You want an assault rifle so that YOU can take on the entire United States military? That is ridiculous!

I completely agree, that is ridiculous. I would definitely not be able to defeat the United States military in battle. In fact, if disaster strikes and Rachel, Jon, and Joe evacuate Manhattan and come take refuge on my ranch, I probably won’t even be able to protect them from roving bands of gangs looking for food. But
the best part about the Second Amendment is that, as long as it exists, I will probably never have to try. Any government would be certifiably insane to attempt to overrun a country composed of 80 million people owning 300 million firearms.

If a government is someday dumb enough to attempt it, at least citizens stand a fighting chance. To head off the usual retort, yes, the U.S. military does have tanks and jets and bombs—so what? The odds that an armed citizenry is ever taking on the armed forces as we know them today are Powerball-winning small. If things were ever to get to the point where armed conflict became necessary—especially if the underlying issue was an abandonment of the Constitution by our leaders—we’d likely see most soldiers refuse to fight or even flip sides and join the masses.

Of course, those are hypotheticals that do nothing to make the case anyway. People who believe that to be a laughable scenario (and I agree that, right now, it is) will never be convinced, because they don’t want to be. For the rest of us, the Second Amendment is the ultimate deterrent, a German shepherd sitting on the front porch, frothing at the mouth and barking like mad.

If we continue to stand for our rights, none of us alive today will ever have to pick up a weapon against our government. The bad news is that if those rights are watered down or taken away, the risk of tyranny will increase with each passing generation.

In the meantime, there are plenty of other reasons why a law-abiding American household may choose to have a semi-automatic gun like an AR-15 in their home. During the 1992 Los Angeles race riots, hundreds of violent looters targeted average citizens and businesses. According to the History Channel:

Traffic was blocked, and rioters beat dozens of motorists, including Reginald Denny, a white truck driver who was dragged out of his truck and nearly beaten to death by three African-American
men . . . . Los Angeles police were slow to respond, and the violence radiated to areas throughout the city. California Governor Pete Wilson deployed the National Guard at the request of Mayor Tom Bradley, and a curfew was declared.

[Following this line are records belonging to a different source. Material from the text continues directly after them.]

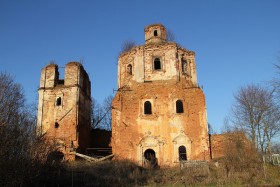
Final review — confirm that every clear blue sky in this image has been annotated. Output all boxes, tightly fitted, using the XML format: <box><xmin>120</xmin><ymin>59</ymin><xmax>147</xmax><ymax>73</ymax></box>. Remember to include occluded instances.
<box><xmin>0</xmin><ymin>0</ymin><xmax>280</xmax><ymax>132</ymax></box>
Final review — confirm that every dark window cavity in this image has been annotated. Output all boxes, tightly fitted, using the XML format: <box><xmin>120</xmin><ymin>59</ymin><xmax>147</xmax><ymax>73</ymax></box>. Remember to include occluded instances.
<box><xmin>56</xmin><ymin>97</ymin><xmax>61</xmax><ymax>106</ymax></box>
<box><xmin>176</xmin><ymin>100</ymin><xmax>184</xmax><ymax>113</ymax></box>
<box><xmin>54</xmin><ymin>122</ymin><xmax>59</xmax><ymax>129</ymax></box>
<box><xmin>182</xmin><ymin>60</ymin><xmax>188</xmax><ymax>74</ymax></box>
<box><xmin>127</xmin><ymin>64</ymin><xmax>132</xmax><ymax>75</ymax></box>
<box><xmin>154</xmin><ymin>58</ymin><xmax>161</xmax><ymax>70</ymax></box>
<box><xmin>154</xmin><ymin>30</ymin><xmax>158</xmax><ymax>36</ymax></box>
<box><xmin>144</xmin><ymin>101</ymin><xmax>152</xmax><ymax>114</ymax></box>
<box><xmin>178</xmin><ymin>145</ymin><xmax>187</xmax><ymax>161</ymax></box>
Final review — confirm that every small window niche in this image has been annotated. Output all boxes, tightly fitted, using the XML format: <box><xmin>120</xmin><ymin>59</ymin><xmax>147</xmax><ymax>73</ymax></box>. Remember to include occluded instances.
<box><xmin>182</xmin><ymin>59</ymin><xmax>188</xmax><ymax>74</ymax></box>
<box><xmin>176</xmin><ymin>100</ymin><xmax>184</xmax><ymax>114</ymax></box>
<box><xmin>126</xmin><ymin>64</ymin><xmax>132</xmax><ymax>75</ymax></box>
<box><xmin>54</xmin><ymin>122</ymin><xmax>59</xmax><ymax>129</ymax></box>
<box><xmin>55</xmin><ymin>97</ymin><xmax>61</xmax><ymax>106</ymax></box>
<box><xmin>154</xmin><ymin>58</ymin><xmax>161</xmax><ymax>71</ymax></box>
<box><xmin>154</xmin><ymin>30</ymin><xmax>158</xmax><ymax>36</ymax></box>
<box><xmin>178</xmin><ymin>145</ymin><xmax>187</xmax><ymax>161</ymax></box>
<box><xmin>144</xmin><ymin>101</ymin><xmax>152</xmax><ymax>115</ymax></box>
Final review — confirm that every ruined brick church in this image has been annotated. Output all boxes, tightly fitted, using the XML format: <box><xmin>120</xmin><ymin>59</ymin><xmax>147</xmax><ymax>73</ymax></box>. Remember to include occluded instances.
<box><xmin>111</xmin><ymin>24</ymin><xmax>210</xmax><ymax>165</ymax></box>
<box><xmin>37</xmin><ymin>24</ymin><xmax>210</xmax><ymax>166</ymax></box>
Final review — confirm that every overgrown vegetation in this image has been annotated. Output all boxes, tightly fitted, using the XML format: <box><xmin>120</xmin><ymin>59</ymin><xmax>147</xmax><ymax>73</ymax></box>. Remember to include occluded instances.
<box><xmin>19</xmin><ymin>161</ymin><xmax>280</xmax><ymax>186</ymax></box>
<box><xmin>0</xmin><ymin>73</ymin><xmax>54</xmax><ymax>186</ymax></box>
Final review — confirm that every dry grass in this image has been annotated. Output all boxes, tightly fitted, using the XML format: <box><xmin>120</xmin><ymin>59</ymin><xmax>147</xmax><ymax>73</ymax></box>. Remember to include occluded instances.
<box><xmin>25</xmin><ymin>160</ymin><xmax>280</xmax><ymax>186</ymax></box>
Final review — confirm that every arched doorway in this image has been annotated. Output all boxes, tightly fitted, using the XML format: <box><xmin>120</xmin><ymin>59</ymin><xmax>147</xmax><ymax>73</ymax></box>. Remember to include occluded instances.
<box><xmin>144</xmin><ymin>149</ymin><xmax>158</xmax><ymax>168</ymax></box>
<box><xmin>47</xmin><ymin>151</ymin><xmax>64</xmax><ymax>163</ymax></box>
<box><xmin>178</xmin><ymin>145</ymin><xmax>187</xmax><ymax>161</ymax></box>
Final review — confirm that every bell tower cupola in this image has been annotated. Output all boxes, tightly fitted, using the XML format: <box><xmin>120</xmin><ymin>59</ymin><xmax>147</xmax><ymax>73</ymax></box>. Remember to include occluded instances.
<box><xmin>145</xmin><ymin>24</ymin><xmax>166</xmax><ymax>44</ymax></box>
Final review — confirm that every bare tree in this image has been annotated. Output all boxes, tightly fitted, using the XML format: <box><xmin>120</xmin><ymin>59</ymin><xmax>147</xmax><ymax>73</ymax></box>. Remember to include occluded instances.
<box><xmin>231</xmin><ymin>84</ymin><xmax>280</xmax><ymax>153</ymax></box>
<box><xmin>0</xmin><ymin>73</ymin><xmax>50</xmax><ymax>186</ymax></box>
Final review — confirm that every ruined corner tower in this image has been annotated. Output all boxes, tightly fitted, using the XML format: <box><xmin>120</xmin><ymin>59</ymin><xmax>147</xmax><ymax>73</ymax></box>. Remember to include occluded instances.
<box><xmin>37</xmin><ymin>62</ymin><xmax>91</xmax><ymax>160</ymax></box>
<box><xmin>111</xmin><ymin>24</ymin><xmax>210</xmax><ymax>166</ymax></box>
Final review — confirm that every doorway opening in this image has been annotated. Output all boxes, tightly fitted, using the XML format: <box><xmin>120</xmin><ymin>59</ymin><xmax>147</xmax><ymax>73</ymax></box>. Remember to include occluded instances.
<box><xmin>144</xmin><ymin>149</ymin><xmax>158</xmax><ymax>168</ymax></box>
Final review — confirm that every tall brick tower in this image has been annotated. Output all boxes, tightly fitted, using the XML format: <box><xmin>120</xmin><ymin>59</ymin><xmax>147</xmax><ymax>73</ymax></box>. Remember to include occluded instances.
<box><xmin>37</xmin><ymin>62</ymin><xmax>91</xmax><ymax>160</ymax></box>
<box><xmin>111</xmin><ymin>24</ymin><xmax>210</xmax><ymax>166</ymax></box>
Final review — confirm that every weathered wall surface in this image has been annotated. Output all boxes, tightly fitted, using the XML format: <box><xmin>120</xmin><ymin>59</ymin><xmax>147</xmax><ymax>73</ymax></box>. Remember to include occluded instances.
<box><xmin>111</xmin><ymin>25</ymin><xmax>210</xmax><ymax>165</ymax></box>
<box><xmin>37</xmin><ymin>62</ymin><xmax>91</xmax><ymax>160</ymax></box>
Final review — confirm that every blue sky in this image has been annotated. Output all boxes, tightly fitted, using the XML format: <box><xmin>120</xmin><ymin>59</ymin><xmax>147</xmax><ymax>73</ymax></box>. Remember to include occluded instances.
<box><xmin>0</xmin><ymin>0</ymin><xmax>280</xmax><ymax>132</ymax></box>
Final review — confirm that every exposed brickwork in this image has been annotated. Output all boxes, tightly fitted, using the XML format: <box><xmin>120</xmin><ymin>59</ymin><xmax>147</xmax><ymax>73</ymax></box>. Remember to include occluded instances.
<box><xmin>37</xmin><ymin>62</ymin><xmax>91</xmax><ymax>159</ymax></box>
<box><xmin>111</xmin><ymin>24</ymin><xmax>210</xmax><ymax>165</ymax></box>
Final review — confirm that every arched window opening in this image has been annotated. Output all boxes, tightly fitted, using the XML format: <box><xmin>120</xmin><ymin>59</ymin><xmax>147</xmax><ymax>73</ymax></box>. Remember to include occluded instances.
<box><xmin>144</xmin><ymin>149</ymin><xmax>158</xmax><ymax>168</ymax></box>
<box><xmin>154</xmin><ymin>30</ymin><xmax>158</xmax><ymax>36</ymax></box>
<box><xmin>54</xmin><ymin>122</ymin><xmax>59</xmax><ymax>129</ymax></box>
<box><xmin>182</xmin><ymin>60</ymin><xmax>188</xmax><ymax>74</ymax></box>
<box><xmin>176</xmin><ymin>100</ymin><xmax>184</xmax><ymax>113</ymax></box>
<box><xmin>154</xmin><ymin>58</ymin><xmax>161</xmax><ymax>70</ymax></box>
<box><xmin>127</xmin><ymin>64</ymin><xmax>132</xmax><ymax>75</ymax></box>
<box><xmin>56</xmin><ymin>97</ymin><xmax>61</xmax><ymax>106</ymax></box>
<box><xmin>178</xmin><ymin>145</ymin><xmax>187</xmax><ymax>161</ymax></box>
<box><xmin>144</xmin><ymin>101</ymin><xmax>152</xmax><ymax>114</ymax></box>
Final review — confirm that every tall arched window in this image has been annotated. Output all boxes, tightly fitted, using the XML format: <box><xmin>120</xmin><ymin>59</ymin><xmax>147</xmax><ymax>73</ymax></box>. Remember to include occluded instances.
<box><xmin>144</xmin><ymin>101</ymin><xmax>152</xmax><ymax>114</ymax></box>
<box><xmin>154</xmin><ymin>30</ymin><xmax>158</xmax><ymax>36</ymax></box>
<box><xmin>154</xmin><ymin>58</ymin><xmax>161</xmax><ymax>70</ymax></box>
<box><xmin>176</xmin><ymin>100</ymin><xmax>184</xmax><ymax>113</ymax></box>
<box><xmin>182</xmin><ymin>60</ymin><xmax>188</xmax><ymax>74</ymax></box>
<box><xmin>178</xmin><ymin>145</ymin><xmax>187</xmax><ymax>161</ymax></box>
<box><xmin>55</xmin><ymin>97</ymin><xmax>61</xmax><ymax>106</ymax></box>
<box><xmin>127</xmin><ymin>64</ymin><xmax>132</xmax><ymax>75</ymax></box>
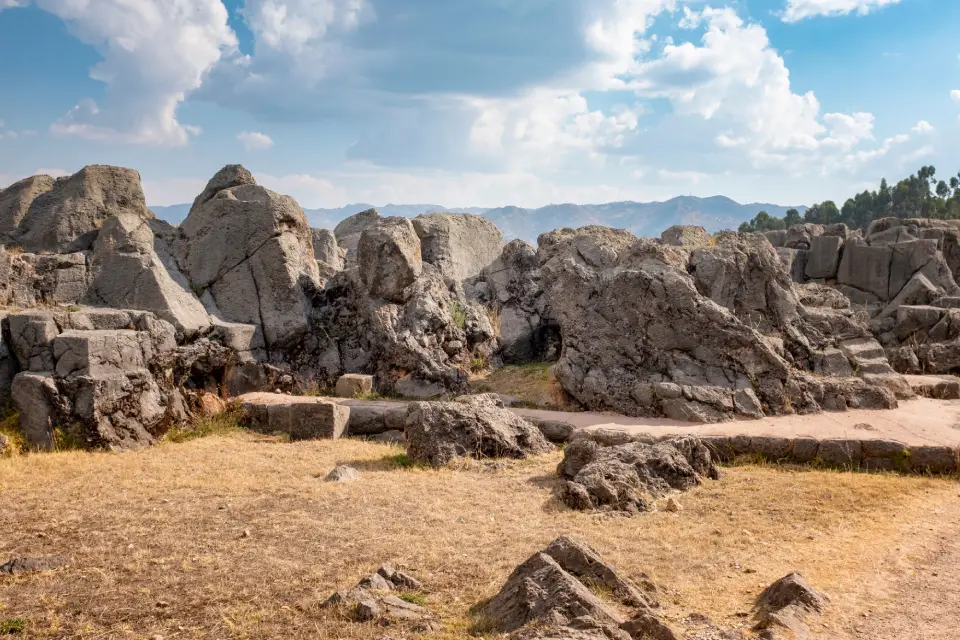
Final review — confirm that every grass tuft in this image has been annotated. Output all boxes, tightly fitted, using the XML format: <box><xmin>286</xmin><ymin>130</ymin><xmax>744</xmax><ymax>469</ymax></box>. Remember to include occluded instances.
<box><xmin>0</xmin><ymin>618</ymin><xmax>27</xmax><ymax>636</ymax></box>
<box><xmin>164</xmin><ymin>408</ymin><xmax>243</xmax><ymax>442</ymax></box>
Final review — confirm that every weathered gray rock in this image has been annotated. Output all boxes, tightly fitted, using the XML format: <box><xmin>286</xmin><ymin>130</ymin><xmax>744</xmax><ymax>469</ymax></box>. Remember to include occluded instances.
<box><xmin>480</xmin><ymin>536</ymin><xmax>666</xmax><ymax>640</ymax></box>
<box><xmin>413</xmin><ymin>213</ymin><xmax>503</xmax><ymax>280</ymax></box>
<box><xmin>336</xmin><ymin>373</ymin><xmax>373</xmax><ymax>398</ymax></box>
<box><xmin>324</xmin><ymin>464</ymin><xmax>360</xmax><ymax>483</ymax></box>
<box><xmin>0</xmin><ymin>247</ymin><xmax>90</xmax><ymax>308</ymax></box>
<box><xmin>240</xmin><ymin>394</ymin><xmax>350</xmax><ymax>440</ymax></box>
<box><xmin>0</xmin><ymin>175</ymin><xmax>53</xmax><ymax>238</ymax></box>
<box><xmin>174</xmin><ymin>167</ymin><xmax>319</xmax><ymax>347</ymax></box>
<box><xmin>660</xmin><ymin>225</ymin><xmax>711</xmax><ymax>247</ymax></box>
<box><xmin>11</xmin><ymin>372</ymin><xmax>62</xmax><ymax>450</ymax></box>
<box><xmin>10</xmin><ymin>165</ymin><xmax>150</xmax><ymax>253</ymax></box>
<box><xmin>357</xmin><ymin>217</ymin><xmax>423</xmax><ymax>304</ymax></box>
<box><xmin>190</xmin><ymin>164</ymin><xmax>257</xmax><ymax>212</ymax></box>
<box><xmin>754</xmin><ymin>573</ymin><xmax>826</xmax><ymax>638</ymax></box>
<box><xmin>405</xmin><ymin>394</ymin><xmax>553</xmax><ymax>466</ymax></box>
<box><xmin>310</xmin><ymin>229</ymin><xmax>346</xmax><ymax>278</ymax></box>
<box><xmin>90</xmin><ymin>213</ymin><xmax>210</xmax><ymax>335</ymax></box>
<box><xmin>557</xmin><ymin>437</ymin><xmax>720</xmax><ymax>513</ymax></box>
<box><xmin>804</xmin><ymin>235</ymin><xmax>843</xmax><ymax>280</ymax></box>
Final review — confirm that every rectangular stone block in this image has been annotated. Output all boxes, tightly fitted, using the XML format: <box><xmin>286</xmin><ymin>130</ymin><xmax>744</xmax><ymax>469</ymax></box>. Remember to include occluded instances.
<box><xmin>337</xmin><ymin>373</ymin><xmax>373</xmax><ymax>398</ymax></box>
<box><xmin>805</xmin><ymin>236</ymin><xmax>843</xmax><ymax>279</ymax></box>
<box><xmin>245</xmin><ymin>396</ymin><xmax>350</xmax><ymax>440</ymax></box>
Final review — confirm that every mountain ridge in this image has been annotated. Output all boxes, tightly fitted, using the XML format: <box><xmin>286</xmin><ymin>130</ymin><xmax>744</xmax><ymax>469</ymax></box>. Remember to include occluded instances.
<box><xmin>150</xmin><ymin>195</ymin><xmax>806</xmax><ymax>242</ymax></box>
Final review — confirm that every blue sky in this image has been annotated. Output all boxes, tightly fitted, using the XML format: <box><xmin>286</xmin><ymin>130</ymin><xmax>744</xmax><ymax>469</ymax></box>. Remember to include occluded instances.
<box><xmin>0</xmin><ymin>0</ymin><xmax>960</xmax><ymax>207</ymax></box>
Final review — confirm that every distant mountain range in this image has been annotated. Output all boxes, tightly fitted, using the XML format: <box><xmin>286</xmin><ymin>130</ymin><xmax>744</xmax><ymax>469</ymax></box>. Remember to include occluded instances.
<box><xmin>150</xmin><ymin>196</ymin><xmax>806</xmax><ymax>243</ymax></box>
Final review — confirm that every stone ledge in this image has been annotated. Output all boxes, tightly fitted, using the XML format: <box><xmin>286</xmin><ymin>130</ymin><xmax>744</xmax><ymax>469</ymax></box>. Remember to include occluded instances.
<box><xmin>574</xmin><ymin>429</ymin><xmax>960</xmax><ymax>474</ymax></box>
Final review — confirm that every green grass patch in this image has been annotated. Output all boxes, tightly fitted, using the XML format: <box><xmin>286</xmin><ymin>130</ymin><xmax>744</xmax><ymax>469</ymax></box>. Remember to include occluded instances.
<box><xmin>398</xmin><ymin>591</ymin><xmax>427</xmax><ymax>607</ymax></box>
<box><xmin>164</xmin><ymin>409</ymin><xmax>243</xmax><ymax>442</ymax></box>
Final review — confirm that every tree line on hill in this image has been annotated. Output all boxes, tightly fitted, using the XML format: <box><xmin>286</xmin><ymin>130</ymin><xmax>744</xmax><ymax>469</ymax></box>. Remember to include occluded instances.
<box><xmin>740</xmin><ymin>166</ymin><xmax>960</xmax><ymax>233</ymax></box>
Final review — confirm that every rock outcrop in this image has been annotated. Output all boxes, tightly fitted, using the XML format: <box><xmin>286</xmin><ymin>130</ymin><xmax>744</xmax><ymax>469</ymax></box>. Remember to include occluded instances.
<box><xmin>413</xmin><ymin>213</ymin><xmax>503</xmax><ymax>280</ymax></box>
<box><xmin>4</xmin><ymin>310</ymin><xmax>187</xmax><ymax>450</ymax></box>
<box><xmin>557</xmin><ymin>437</ymin><xmax>720</xmax><ymax>513</ymax></box>
<box><xmin>90</xmin><ymin>214</ymin><xmax>211</xmax><ymax>336</ymax></box>
<box><xmin>539</xmin><ymin>227</ymin><xmax>896</xmax><ymax>422</ymax></box>
<box><xmin>754</xmin><ymin>573</ymin><xmax>826</xmax><ymax>639</ymax></box>
<box><xmin>479</xmin><ymin>536</ymin><xmax>676</xmax><ymax>640</ymax></box>
<box><xmin>0</xmin><ymin>165</ymin><xmax>150</xmax><ymax>253</ymax></box>
<box><xmin>405</xmin><ymin>394</ymin><xmax>554</xmax><ymax>467</ymax></box>
<box><xmin>173</xmin><ymin>167</ymin><xmax>320</xmax><ymax>348</ymax></box>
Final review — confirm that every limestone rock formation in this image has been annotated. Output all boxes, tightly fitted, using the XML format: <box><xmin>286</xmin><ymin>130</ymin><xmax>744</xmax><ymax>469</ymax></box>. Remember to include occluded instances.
<box><xmin>406</xmin><ymin>394</ymin><xmax>553</xmax><ymax>467</ymax></box>
<box><xmin>413</xmin><ymin>213</ymin><xmax>503</xmax><ymax>280</ymax></box>
<box><xmin>539</xmin><ymin>227</ymin><xmax>896</xmax><ymax>422</ymax></box>
<box><xmin>357</xmin><ymin>217</ymin><xmax>423</xmax><ymax>304</ymax></box>
<box><xmin>310</xmin><ymin>229</ymin><xmax>347</xmax><ymax>278</ymax></box>
<box><xmin>324</xmin><ymin>565</ymin><xmax>440</xmax><ymax>633</ymax></box>
<box><xmin>480</xmin><ymin>536</ymin><xmax>670</xmax><ymax>640</ymax></box>
<box><xmin>754</xmin><ymin>573</ymin><xmax>826</xmax><ymax>638</ymax></box>
<box><xmin>6</xmin><ymin>165</ymin><xmax>150</xmax><ymax>253</ymax></box>
<box><xmin>173</xmin><ymin>167</ymin><xmax>319</xmax><ymax>348</ymax></box>
<box><xmin>557</xmin><ymin>437</ymin><xmax>720</xmax><ymax>513</ymax></box>
<box><xmin>90</xmin><ymin>214</ymin><xmax>210</xmax><ymax>335</ymax></box>
<box><xmin>464</xmin><ymin>240</ymin><xmax>559</xmax><ymax>364</ymax></box>
<box><xmin>660</xmin><ymin>225</ymin><xmax>711</xmax><ymax>247</ymax></box>
<box><xmin>333</xmin><ymin>209</ymin><xmax>382</xmax><ymax>266</ymax></box>
<box><xmin>4</xmin><ymin>310</ymin><xmax>186</xmax><ymax>450</ymax></box>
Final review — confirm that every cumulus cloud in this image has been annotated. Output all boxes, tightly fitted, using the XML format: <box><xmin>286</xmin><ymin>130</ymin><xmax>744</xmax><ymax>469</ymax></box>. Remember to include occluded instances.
<box><xmin>237</xmin><ymin>131</ymin><xmax>273</xmax><ymax>151</ymax></box>
<box><xmin>7</xmin><ymin>0</ymin><xmax>237</xmax><ymax>146</ymax></box>
<box><xmin>783</xmin><ymin>0</ymin><xmax>900</xmax><ymax>22</ymax></box>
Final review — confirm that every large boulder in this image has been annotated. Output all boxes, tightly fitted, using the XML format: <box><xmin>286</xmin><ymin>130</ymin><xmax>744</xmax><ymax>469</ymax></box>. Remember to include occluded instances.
<box><xmin>405</xmin><ymin>394</ymin><xmax>553</xmax><ymax>466</ymax></box>
<box><xmin>0</xmin><ymin>175</ymin><xmax>53</xmax><ymax>238</ymax></box>
<box><xmin>0</xmin><ymin>246</ymin><xmax>90</xmax><ymax>309</ymax></box>
<box><xmin>540</xmin><ymin>227</ymin><xmax>892</xmax><ymax>422</ymax></box>
<box><xmin>90</xmin><ymin>214</ymin><xmax>210</xmax><ymax>336</ymax></box>
<box><xmin>413</xmin><ymin>213</ymin><xmax>503</xmax><ymax>280</ymax></box>
<box><xmin>4</xmin><ymin>309</ymin><xmax>186</xmax><ymax>450</ymax></box>
<box><xmin>333</xmin><ymin>209</ymin><xmax>382</xmax><ymax>266</ymax></box>
<box><xmin>557</xmin><ymin>437</ymin><xmax>720</xmax><ymax>513</ymax></box>
<box><xmin>357</xmin><ymin>217</ymin><xmax>423</xmax><ymax>304</ymax></box>
<box><xmin>464</xmin><ymin>240</ymin><xmax>559</xmax><ymax>364</ymax></box>
<box><xmin>6</xmin><ymin>165</ymin><xmax>150</xmax><ymax>253</ymax></box>
<box><xmin>310</xmin><ymin>229</ymin><xmax>346</xmax><ymax>278</ymax></box>
<box><xmin>478</xmin><ymin>536</ymin><xmax>676</xmax><ymax>640</ymax></box>
<box><xmin>174</xmin><ymin>167</ymin><xmax>319</xmax><ymax>347</ymax></box>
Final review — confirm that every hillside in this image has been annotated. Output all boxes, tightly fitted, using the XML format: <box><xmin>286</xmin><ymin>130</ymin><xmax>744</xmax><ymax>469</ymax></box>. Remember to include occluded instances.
<box><xmin>151</xmin><ymin>196</ymin><xmax>806</xmax><ymax>242</ymax></box>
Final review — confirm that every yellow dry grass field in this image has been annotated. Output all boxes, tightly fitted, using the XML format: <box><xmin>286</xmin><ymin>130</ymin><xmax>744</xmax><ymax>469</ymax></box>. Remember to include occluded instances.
<box><xmin>0</xmin><ymin>433</ymin><xmax>957</xmax><ymax>640</ymax></box>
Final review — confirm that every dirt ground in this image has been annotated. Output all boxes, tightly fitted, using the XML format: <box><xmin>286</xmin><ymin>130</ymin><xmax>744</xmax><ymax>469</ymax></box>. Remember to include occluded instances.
<box><xmin>0</xmin><ymin>433</ymin><xmax>960</xmax><ymax>640</ymax></box>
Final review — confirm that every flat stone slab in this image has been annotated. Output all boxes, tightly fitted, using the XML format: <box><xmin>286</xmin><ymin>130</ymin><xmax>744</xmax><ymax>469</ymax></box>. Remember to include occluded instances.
<box><xmin>316</xmin><ymin>392</ymin><xmax>960</xmax><ymax>473</ymax></box>
<box><xmin>236</xmin><ymin>393</ymin><xmax>350</xmax><ymax>440</ymax></box>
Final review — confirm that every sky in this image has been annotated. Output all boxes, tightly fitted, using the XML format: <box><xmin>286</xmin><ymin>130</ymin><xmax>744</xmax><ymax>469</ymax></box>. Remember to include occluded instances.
<box><xmin>0</xmin><ymin>0</ymin><xmax>960</xmax><ymax>208</ymax></box>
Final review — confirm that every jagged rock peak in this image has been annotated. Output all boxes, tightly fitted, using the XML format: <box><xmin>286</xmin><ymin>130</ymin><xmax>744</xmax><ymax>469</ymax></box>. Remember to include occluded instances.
<box><xmin>190</xmin><ymin>164</ymin><xmax>257</xmax><ymax>212</ymax></box>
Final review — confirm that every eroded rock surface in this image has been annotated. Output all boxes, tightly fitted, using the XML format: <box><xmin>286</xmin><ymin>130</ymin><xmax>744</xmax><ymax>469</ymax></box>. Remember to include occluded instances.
<box><xmin>405</xmin><ymin>394</ymin><xmax>554</xmax><ymax>466</ymax></box>
<box><xmin>557</xmin><ymin>437</ymin><xmax>720</xmax><ymax>513</ymax></box>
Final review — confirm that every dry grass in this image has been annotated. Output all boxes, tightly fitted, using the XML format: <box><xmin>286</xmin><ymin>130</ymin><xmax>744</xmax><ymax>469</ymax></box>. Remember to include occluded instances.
<box><xmin>471</xmin><ymin>362</ymin><xmax>580</xmax><ymax>411</ymax></box>
<box><xmin>0</xmin><ymin>433</ymin><xmax>956</xmax><ymax>640</ymax></box>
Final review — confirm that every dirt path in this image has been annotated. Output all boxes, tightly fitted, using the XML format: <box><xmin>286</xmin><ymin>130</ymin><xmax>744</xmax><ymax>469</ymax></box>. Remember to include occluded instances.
<box><xmin>817</xmin><ymin>497</ymin><xmax>960</xmax><ymax>640</ymax></box>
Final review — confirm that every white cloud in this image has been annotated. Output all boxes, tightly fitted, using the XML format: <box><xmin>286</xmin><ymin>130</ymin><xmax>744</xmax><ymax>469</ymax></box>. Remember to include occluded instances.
<box><xmin>783</xmin><ymin>0</ymin><xmax>900</xmax><ymax>22</ymax></box>
<box><xmin>657</xmin><ymin>169</ymin><xmax>708</xmax><ymax>184</ymax></box>
<box><xmin>237</xmin><ymin>131</ymin><xmax>273</xmax><ymax>151</ymax></box>
<box><xmin>243</xmin><ymin>0</ymin><xmax>373</xmax><ymax>56</ymax></box>
<box><xmin>630</xmin><ymin>7</ymin><xmax>874</xmax><ymax>165</ymax></box>
<box><xmin>15</xmin><ymin>0</ymin><xmax>237</xmax><ymax>146</ymax></box>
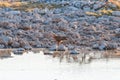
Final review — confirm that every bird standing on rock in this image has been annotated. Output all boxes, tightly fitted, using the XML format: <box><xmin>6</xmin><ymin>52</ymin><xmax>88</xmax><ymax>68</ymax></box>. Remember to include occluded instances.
<box><xmin>52</xmin><ymin>33</ymin><xmax>67</xmax><ymax>51</ymax></box>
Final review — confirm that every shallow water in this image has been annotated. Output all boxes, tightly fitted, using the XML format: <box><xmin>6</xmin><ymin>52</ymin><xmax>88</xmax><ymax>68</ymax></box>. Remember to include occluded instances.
<box><xmin>0</xmin><ymin>52</ymin><xmax>120</xmax><ymax>80</ymax></box>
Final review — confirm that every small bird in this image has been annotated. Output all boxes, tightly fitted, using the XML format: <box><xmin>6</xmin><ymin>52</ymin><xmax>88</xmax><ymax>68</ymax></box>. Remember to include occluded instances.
<box><xmin>52</xmin><ymin>33</ymin><xmax>67</xmax><ymax>50</ymax></box>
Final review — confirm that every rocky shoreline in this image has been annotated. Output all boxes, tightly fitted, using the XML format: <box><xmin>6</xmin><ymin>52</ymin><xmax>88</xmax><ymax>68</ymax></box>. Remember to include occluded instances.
<box><xmin>0</xmin><ymin>1</ymin><xmax>120</xmax><ymax>50</ymax></box>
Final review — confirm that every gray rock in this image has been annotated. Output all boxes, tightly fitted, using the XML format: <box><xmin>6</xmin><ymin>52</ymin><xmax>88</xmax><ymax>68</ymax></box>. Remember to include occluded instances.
<box><xmin>11</xmin><ymin>41</ymin><xmax>20</xmax><ymax>48</ymax></box>
<box><xmin>70</xmin><ymin>50</ymin><xmax>79</xmax><ymax>55</ymax></box>
<box><xmin>112</xmin><ymin>11</ymin><xmax>120</xmax><ymax>17</ymax></box>
<box><xmin>0</xmin><ymin>44</ymin><xmax>5</xmax><ymax>49</ymax></box>
<box><xmin>13</xmin><ymin>48</ymin><xmax>25</xmax><ymax>55</ymax></box>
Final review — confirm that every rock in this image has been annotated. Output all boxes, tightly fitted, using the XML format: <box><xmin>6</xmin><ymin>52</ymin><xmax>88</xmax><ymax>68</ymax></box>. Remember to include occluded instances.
<box><xmin>106</xmin><ymin>43</ymin><xmax>118</xmax><ymax>50</ymax></box>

By the morning, hundreds of fires were burning across the city, more than a dozen people had been killed, and hundreds were injured.

Rioting and violence continued during the next 24 hours, and Korean shop owners in African-American neighborhoods defended their businesses with rifles. On May 1, President George [H. W.] Bush ordered military troops and riot-trained federal officers to Los Angeles and by the end of the next day the city was under control. The three days of disorder
killed 55 people, injured almost 2,000, led to 7,000 arrests, and caused nearly $1 billion in property damage, including the burnings of nearly 4,000 buildings.

Sounds like fun. How would you like to have been a business owner in that area armed with nothing more than a baseball bat or a single-shot pistol? Think you’d stand much of a chance against a violent mob? And what about those who were trapped in the aftermath of Hurricane Katrina, when armed looters ruled streets that had been virtually abandoned by police?


It’s downtown Baghdad,” tourist Denise Bollinger said about New Orleans. “It’s insane.”


The looting is out of control. The French Quarter has been attacked,” Councilwoman Jackie Clarkson said. “We’re using exhausted, scarce police to control looting when they should be used for search and rescue while we still have people on rooftops.”

If you’re caught in the middle of that, what do you do—just dead-bolt your door and hope for the best? Maybe pull out that antique six-shooter against a violent gang of looters?

In the New York City area, Hurricane Sandy proved to many who had previously scoffed at the so-called survivalists just how
fast civilization and the rule of law can break down. After just a few days of no electricity, gas lines began to stretch for miles. In New Jersey, state troopers were deployed to all stations along the major interstates to calm nerves. In New York City
a man had a gun stuck in his face at a Queens gas station after complaining that another customer had cut him off in line. A Lowe’s store manager in New York said, “
You see the worst in people at a time like this. We’re trying to be there for them, but they get angry when they can’t get batteries or flashlights.”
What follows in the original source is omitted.